Background: Americans overconsume dietary salt, which is a major risk factor for hypertension and cardiovascular disease. We have demonstrated that short-term high salt (HS) increases blood pressure reactivity (BPR), which is prognostic of incident hypertension. Additionally, HS increases the inflammatory marker monocyte chemoattractant protein-1 (MCP-1), which is associated with increased resting blood pressure (BP) in patient populations. However, it is unclear whether MCP-1 is associated with BPR in healthy young adults. Therefore, the purpose of this study was to examine the relation between resting MCP-1 and BPR during exercise in healthy young adults after 10 days of HS. Methods: We used a randomized, crossover, double-blinded design. 20 young adults (12M/8F, 24 ± 4 yrs, BMI = 23.0 ± 0.6 kg/m2, BP = 111 ± 10/64 ± 8 mmHg) consumed HS (3.9 g sodium) or placebo (PLA; dextrose) capsules for 10 days separated by ≥ two weeks.
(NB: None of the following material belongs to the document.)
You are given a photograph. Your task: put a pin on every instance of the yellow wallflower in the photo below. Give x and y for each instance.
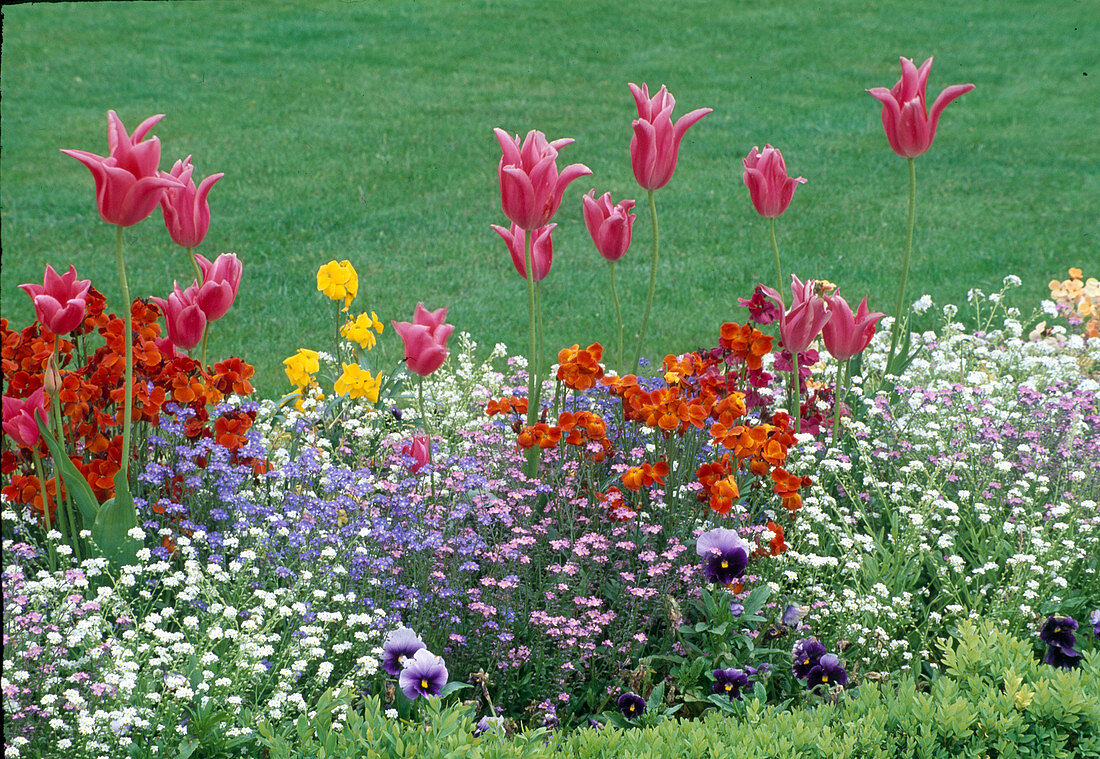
(301, 366)
(360, 330)
(359, 383)
(338, 281)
On day 10 of each intervention, we collected a blood sample and participants completed 50 minutes of 60% VO2max cycling. We used finger photoplethysmography (Finapres Finometer Pro) to assess beat-to-beat BP. We calculated BPR as the difference in average BP from rest compared to average BP during exercise. We used ELISA (R&D Systems) to assess plasma MCP-1 concentrations. We compared MCP-1 concentrations and BPR differences between HS and PLA using a Student’s t or Wilcoxon test. We assessed relations between resting MCP-1 and resting BP and exercising BPR using Pearson’s correlations (r; normally distributed data) and Spearman’s rank correlation (ρ; non-normally distributed data). Significance was set a priori to p ≤ 0.05. Results: There were no differences in resting BP between HS and PLA (ps > 0.831). MCP-1 (PLA; 72.4 ± 12.5, HS; 78.1 ± 14.7, p = 0.010) and systolic BPR (PLA; 30.0 ± 16.3, HS; 38.3 ± 19.3, p= 0.33) were significantly higher after HS versus PLA. However, changes in MCP-1 and systolic BPR were not correlated (r = 0.05, p = 0.758). While MCP-1 was not correlated with BPR within conditions, irrespective of condition, MCP-1 was correlated with resting systolic and mean BP (ps < 0.05). Conclusion: MCP-1 and BP reactivity are increased after 10 days of HS consumption in healthy young adults. There were no correlations between high salt-induced changes in MCP-1 and BPR, however, MCP-1 did correlate with resting systolic and mean BP.